The terms and conditions of FaceApp are pretty concerning

Remember when we wrote about everyone from your friends to celebrities posting “aged” photos of themselves on social media? Well, it now seems that the FaceApp owns the rights to 150 million users’ names and faces. 

According to reports, more than a million users have downloaded the app from Google Play, and FaceApp is now the number-one app in the Apple Store’s “Photo and Video” apps section. Crazy isn’t it?

Twitter user James Whatley posted an excerpt from the terms and conditions of the app and it a bit creepy. “By using the app, people are giving FaceApp access to use, modify, adapt and publish any images of you that you offer up in exchange for its AI modification magic.”
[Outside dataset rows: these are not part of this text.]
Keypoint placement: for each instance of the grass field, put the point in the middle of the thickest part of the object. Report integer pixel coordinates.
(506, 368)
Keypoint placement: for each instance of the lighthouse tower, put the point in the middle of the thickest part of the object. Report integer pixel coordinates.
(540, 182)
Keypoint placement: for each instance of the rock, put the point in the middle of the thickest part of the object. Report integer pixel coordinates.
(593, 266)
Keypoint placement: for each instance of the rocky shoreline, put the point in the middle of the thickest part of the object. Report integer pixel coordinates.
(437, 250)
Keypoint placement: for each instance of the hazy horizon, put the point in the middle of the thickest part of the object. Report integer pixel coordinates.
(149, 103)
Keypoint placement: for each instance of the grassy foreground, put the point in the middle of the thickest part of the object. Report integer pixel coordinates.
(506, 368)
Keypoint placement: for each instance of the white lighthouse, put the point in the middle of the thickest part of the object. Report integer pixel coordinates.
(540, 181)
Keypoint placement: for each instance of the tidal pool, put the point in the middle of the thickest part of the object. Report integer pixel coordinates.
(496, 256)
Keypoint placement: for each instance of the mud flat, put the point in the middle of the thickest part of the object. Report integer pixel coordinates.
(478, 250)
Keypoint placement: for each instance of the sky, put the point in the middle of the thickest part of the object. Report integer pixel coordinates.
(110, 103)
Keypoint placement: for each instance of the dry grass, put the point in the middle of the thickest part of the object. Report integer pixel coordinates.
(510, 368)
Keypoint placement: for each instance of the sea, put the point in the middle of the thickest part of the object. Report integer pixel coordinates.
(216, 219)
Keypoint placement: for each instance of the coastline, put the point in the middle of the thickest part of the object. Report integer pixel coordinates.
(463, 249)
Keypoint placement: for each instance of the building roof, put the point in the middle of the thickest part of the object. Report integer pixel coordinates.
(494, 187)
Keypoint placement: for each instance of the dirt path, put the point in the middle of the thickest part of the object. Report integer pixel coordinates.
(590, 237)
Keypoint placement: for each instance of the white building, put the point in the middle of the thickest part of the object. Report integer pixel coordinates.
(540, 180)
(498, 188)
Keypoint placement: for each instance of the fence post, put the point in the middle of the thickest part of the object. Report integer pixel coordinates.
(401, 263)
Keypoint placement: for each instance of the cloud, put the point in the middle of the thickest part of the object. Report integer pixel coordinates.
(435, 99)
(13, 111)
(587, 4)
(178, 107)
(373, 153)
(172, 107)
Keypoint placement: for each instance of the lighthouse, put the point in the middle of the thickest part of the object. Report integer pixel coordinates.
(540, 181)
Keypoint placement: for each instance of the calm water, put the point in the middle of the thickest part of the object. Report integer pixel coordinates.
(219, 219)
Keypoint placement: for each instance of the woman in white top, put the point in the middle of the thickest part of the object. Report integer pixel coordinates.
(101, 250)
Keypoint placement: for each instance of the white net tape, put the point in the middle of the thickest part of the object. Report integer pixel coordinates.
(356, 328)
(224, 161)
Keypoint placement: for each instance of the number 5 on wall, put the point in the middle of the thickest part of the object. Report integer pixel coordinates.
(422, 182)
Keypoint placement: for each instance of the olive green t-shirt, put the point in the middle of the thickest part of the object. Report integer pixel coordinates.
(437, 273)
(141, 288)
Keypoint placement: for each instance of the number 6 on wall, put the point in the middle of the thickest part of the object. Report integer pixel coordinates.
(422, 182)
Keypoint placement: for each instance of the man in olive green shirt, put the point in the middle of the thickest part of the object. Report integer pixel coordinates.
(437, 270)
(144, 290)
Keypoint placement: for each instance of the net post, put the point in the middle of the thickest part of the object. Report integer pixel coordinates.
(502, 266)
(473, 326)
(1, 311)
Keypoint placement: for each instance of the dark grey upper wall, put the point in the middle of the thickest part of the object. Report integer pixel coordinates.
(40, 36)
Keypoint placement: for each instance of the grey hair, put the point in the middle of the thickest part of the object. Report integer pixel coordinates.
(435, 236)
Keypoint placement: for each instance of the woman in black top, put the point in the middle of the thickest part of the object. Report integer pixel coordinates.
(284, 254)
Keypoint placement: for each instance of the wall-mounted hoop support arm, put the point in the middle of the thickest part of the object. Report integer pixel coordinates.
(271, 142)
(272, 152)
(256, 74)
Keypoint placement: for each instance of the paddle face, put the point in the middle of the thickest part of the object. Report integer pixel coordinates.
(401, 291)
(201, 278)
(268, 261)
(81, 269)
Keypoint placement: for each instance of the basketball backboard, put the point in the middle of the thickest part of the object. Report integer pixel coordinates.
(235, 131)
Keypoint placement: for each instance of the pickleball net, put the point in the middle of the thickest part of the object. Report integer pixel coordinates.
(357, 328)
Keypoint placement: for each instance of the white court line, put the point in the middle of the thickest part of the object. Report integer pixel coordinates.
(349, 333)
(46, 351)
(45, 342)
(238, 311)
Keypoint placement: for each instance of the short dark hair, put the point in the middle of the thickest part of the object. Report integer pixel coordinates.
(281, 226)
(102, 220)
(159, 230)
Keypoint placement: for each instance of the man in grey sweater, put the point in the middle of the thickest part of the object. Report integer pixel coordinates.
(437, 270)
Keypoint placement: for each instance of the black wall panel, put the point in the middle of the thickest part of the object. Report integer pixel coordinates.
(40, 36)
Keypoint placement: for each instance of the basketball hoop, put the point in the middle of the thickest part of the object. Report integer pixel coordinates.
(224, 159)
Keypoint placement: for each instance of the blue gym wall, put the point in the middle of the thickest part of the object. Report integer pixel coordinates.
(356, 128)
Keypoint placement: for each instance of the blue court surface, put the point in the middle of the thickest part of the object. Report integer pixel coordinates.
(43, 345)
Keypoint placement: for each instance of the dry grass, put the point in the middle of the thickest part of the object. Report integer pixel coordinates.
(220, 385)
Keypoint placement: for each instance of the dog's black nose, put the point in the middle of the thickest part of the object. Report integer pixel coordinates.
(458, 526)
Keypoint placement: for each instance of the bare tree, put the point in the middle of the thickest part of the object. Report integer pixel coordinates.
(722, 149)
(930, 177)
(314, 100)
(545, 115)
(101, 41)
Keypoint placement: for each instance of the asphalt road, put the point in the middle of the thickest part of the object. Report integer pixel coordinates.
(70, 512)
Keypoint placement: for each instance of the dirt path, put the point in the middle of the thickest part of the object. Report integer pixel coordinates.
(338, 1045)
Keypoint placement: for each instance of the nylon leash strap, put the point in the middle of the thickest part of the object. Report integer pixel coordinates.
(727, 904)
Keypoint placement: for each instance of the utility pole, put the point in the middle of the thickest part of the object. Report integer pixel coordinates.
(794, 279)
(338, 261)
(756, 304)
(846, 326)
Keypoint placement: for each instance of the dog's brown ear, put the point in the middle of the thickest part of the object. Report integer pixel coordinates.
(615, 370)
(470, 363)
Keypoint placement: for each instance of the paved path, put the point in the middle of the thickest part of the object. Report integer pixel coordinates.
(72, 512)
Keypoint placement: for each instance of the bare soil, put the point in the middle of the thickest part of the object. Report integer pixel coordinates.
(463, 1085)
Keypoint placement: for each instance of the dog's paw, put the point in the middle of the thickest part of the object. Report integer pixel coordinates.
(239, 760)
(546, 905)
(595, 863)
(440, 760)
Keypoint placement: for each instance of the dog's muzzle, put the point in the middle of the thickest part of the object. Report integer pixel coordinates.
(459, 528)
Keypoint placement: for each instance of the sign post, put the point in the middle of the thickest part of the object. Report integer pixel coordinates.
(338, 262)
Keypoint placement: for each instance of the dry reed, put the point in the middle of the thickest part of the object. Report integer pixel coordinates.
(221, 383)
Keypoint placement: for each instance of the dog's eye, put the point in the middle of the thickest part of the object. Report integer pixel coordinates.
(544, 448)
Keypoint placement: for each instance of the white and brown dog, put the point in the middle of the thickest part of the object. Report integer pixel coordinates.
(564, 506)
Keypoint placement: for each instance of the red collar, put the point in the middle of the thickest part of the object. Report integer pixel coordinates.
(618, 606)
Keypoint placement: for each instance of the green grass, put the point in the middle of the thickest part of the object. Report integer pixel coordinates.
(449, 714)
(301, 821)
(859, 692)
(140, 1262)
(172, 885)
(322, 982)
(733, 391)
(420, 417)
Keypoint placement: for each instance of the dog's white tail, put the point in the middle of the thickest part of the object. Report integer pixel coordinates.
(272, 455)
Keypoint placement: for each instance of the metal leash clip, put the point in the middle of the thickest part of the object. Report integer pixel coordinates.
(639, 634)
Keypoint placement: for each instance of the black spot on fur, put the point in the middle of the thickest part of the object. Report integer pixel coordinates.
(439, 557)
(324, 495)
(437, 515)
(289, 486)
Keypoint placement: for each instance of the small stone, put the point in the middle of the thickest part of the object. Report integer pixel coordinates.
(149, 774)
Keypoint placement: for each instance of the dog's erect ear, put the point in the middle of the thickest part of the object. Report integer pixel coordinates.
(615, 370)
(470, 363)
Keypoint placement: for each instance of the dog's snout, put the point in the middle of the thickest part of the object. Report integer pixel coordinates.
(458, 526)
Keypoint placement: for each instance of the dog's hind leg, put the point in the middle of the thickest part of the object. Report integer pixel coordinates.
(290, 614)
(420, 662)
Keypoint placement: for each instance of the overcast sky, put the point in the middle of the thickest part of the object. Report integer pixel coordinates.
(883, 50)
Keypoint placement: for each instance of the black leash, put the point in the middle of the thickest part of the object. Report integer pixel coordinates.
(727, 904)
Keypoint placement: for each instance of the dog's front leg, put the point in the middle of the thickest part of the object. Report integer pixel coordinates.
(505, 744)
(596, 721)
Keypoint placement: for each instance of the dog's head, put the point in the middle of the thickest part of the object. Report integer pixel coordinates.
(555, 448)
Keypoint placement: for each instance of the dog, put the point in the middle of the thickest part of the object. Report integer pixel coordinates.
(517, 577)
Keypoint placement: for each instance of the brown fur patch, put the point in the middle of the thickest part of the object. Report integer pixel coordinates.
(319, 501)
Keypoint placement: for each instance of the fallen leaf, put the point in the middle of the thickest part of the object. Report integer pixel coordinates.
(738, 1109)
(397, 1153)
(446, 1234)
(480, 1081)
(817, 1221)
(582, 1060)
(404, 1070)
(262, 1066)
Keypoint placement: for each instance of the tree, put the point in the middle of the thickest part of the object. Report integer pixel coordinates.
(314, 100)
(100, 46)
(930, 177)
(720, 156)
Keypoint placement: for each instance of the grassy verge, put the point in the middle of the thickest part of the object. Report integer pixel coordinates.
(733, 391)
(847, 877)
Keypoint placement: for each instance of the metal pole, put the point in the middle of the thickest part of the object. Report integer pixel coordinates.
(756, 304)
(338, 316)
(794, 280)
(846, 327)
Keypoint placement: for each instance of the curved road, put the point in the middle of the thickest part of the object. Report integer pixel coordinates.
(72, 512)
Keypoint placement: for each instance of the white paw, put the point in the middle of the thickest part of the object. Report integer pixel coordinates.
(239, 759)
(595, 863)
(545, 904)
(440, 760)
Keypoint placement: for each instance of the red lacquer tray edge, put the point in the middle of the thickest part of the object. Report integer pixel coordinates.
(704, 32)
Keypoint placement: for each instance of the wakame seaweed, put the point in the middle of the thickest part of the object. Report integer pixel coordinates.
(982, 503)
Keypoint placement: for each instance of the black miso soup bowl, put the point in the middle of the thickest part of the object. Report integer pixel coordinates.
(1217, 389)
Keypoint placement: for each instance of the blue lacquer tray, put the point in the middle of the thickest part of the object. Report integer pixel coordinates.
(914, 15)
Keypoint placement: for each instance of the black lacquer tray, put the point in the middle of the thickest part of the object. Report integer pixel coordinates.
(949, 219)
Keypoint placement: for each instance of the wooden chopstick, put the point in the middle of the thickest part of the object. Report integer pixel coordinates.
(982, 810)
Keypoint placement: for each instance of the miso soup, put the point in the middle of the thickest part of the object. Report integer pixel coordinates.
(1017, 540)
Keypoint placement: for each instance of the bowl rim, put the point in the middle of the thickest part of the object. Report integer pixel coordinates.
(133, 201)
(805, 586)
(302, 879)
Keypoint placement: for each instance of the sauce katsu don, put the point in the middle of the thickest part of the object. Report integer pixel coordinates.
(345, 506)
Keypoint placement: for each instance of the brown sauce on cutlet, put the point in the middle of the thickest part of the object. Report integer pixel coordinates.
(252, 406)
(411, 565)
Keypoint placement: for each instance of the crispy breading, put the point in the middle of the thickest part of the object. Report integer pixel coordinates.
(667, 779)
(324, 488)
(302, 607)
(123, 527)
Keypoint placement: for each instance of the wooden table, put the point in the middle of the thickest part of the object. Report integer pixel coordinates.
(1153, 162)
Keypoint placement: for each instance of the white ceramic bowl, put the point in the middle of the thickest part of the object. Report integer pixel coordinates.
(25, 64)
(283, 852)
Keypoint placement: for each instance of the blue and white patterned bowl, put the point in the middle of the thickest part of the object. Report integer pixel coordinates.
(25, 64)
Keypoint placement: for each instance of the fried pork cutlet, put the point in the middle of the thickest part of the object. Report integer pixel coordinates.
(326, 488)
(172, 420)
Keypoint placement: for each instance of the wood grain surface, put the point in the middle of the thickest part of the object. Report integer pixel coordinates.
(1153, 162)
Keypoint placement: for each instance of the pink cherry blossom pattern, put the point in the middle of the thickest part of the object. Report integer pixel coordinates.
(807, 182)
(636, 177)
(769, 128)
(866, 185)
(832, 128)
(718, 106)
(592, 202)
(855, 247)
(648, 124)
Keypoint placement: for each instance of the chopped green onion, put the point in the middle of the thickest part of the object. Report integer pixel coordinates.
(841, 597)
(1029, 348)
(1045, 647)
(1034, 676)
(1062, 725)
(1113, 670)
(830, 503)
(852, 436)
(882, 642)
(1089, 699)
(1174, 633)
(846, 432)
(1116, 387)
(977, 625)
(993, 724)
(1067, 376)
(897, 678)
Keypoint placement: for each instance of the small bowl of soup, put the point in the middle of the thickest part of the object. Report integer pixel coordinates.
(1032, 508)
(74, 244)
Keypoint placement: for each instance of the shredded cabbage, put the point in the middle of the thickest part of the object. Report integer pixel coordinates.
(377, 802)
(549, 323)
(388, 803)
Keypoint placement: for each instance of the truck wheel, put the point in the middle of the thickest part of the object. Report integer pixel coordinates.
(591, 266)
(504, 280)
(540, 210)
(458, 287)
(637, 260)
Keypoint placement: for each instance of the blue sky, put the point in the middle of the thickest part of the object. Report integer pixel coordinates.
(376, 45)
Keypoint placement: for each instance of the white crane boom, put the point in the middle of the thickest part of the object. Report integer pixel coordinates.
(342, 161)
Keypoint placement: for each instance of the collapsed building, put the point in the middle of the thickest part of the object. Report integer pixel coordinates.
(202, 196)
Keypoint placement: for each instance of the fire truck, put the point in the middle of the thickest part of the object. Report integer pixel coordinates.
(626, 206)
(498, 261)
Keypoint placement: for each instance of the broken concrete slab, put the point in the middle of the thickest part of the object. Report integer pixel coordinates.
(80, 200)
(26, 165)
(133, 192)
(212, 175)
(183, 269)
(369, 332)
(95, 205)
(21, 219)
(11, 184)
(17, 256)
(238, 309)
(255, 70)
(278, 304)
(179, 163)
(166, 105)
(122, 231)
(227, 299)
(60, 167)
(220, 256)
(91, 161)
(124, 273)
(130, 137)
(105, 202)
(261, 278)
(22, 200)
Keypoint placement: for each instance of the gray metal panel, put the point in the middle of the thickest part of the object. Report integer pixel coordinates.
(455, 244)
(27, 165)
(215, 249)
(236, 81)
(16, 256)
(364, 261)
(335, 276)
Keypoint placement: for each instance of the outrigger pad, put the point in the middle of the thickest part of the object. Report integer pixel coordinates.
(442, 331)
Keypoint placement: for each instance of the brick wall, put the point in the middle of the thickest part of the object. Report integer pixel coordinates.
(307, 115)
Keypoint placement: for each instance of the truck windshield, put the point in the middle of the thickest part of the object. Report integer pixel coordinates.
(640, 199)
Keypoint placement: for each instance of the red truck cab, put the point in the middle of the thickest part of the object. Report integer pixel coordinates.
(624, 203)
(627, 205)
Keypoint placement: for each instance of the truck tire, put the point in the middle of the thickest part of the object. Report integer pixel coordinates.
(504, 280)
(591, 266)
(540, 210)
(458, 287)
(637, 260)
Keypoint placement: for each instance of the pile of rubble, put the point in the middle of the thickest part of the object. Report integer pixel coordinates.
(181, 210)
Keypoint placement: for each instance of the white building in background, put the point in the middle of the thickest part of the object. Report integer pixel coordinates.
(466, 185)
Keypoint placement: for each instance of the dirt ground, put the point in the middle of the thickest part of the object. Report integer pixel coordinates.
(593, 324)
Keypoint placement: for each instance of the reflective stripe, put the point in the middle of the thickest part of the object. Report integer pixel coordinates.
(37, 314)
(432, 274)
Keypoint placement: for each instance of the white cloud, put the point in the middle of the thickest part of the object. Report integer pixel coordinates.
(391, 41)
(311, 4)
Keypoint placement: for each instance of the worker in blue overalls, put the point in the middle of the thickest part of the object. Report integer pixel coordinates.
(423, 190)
Now it turns out that according to FaceApp’s terms and conditions: “You grant FaceApp a perpetual, irrevocable, nonexclusive, royalty-free, worldwide, fully-paid, transferable sub-licensable license to use, reproduce, modify, adapt, publish, translate, create derivative works from, distribute, publicly perform and display your User Content and any name, username or likeness provided in connection with your User Content in all media formats and channels now known or later developed, without compensation to you. When you post or otherwise share User Content on or through our Services, you understand that your User Content and any associated information (such as your [username], location or profile photo) will be visible to the public.”

TechCrunch reports that the app is able to access Photos on Apple’s iOS platform even if a user has set photo permissions to “never”. Another possible privacy violation the report flags is that the app uploads your photo to the cloud for processing, which means that it does not do on-device processing.

Which means your image is floating around the cloud up for the app to use anytime they please.